5
◎
夏は影が一番色濃い季節だ。それは校舎裏の銀杏の樹の影も例外じゃない。
しかしその影の中でも、彼女の輝きが陰ることはなかった。少なくとも俺の目には。
「文月さん」
目の前に立つ彼女の名前を呼ぶ。
彼女は何も言わずこちらを見た。
静かに、俺の言葉を待っている。
――俺が彼女を呼び出したのは、ガラス瓶五本分の勇気に背中を押されたからじゃない。
***
『夕立を集めたのは、お前の勇気を集めるためじゃない。お前の勇気を確認するためだ』
俺の前に置いた上下を逆さにした瓶を見ながら理人は言った。
そして彼は二つ目の瓶を持ち上げる。
「そもそも勇気ってのは、傷つく怖さよりも想いの強さが上回ることだろ。勇気があっても恐怖がなくなるわけじゃない」
理人は淡々と話しながら、二つ目、三つ目とガラス瓶を逆さにして俺の目の前に並べていく。

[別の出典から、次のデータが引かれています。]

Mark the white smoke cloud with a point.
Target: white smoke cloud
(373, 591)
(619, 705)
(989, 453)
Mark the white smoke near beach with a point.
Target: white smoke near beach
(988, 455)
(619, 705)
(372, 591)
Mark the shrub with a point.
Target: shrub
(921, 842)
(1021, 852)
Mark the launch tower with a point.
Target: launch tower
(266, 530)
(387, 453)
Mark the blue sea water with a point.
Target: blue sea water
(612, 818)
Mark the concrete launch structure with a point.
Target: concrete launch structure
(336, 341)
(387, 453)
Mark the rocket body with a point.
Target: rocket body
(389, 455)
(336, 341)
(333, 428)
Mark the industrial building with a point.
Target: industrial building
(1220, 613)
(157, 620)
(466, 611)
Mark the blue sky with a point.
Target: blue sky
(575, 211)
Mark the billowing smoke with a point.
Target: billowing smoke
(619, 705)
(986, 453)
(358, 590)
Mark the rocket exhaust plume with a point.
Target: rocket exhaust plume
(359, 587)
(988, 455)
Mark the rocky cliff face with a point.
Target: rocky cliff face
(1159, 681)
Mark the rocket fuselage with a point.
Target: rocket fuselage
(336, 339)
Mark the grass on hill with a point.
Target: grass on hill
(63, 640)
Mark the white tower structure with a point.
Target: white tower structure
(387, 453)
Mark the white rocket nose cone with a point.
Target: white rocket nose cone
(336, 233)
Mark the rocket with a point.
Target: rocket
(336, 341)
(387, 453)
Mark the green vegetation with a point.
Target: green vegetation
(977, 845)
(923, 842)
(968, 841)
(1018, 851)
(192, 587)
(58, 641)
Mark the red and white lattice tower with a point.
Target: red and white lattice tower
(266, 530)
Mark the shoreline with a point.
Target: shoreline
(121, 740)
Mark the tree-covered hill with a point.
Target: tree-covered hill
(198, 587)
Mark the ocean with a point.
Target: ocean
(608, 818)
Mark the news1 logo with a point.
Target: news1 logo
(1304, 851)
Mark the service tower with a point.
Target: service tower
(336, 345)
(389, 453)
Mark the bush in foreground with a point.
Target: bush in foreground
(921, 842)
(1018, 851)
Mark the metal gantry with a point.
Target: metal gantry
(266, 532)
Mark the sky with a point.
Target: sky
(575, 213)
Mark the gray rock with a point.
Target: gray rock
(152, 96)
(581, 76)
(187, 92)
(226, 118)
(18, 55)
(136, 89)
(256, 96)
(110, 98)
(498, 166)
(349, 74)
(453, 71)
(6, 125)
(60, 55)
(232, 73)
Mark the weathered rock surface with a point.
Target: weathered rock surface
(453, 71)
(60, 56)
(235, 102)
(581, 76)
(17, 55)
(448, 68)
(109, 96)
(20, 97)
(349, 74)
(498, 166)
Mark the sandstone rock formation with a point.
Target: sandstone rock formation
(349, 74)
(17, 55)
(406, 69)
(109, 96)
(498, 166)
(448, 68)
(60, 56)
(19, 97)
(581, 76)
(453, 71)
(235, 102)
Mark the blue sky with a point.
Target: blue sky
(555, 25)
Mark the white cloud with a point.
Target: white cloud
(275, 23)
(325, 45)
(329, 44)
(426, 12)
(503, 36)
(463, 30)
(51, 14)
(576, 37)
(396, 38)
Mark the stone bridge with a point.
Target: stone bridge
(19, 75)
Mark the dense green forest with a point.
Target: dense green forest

彼の指先で簡単にひっくり返る小瓶に、俺は一体何を期待していたんだろう。
「それを踏まえて、思い出せ」
逆様になった小瓶が一列に並ぶ。
俺はどうしてこんなものを集めていたんだろう。
「考えろ。思い出せ。振り返れば単純ってのが世の中のほとんどだ。お前の勇気は積乱雲の中にあるのか? 違うだろ」
理人が目の前にいた。
机に手をついて、前のめりになって。
彼は問う。
「じゃあ、なんでお前は――」
◎
理人が続けたセリフはいつもの事務的なものじゃなかった。あんな声を聞いたのは初めてだ。
答えなきゃいけないと思った。目の前にいてくれた彼と、目の前にいてくれる彼女に。
だから今、彼の問いをもう一度自分に投げかける。
考えろ。思い出せ。
なんでお前はそんな汗だくになって。
なんでお前はそんなびしょ濡れになって。
――なんでお前はそんな必死になって夕立を追いかけた!
「俺は文月さんのことが好きです!!」
ガラス瓶なんかに収まらない。
雲一つない夏空の下で、大辞林には載っていない自分の答えを。
心から溢れる想いを俺は叫んだ。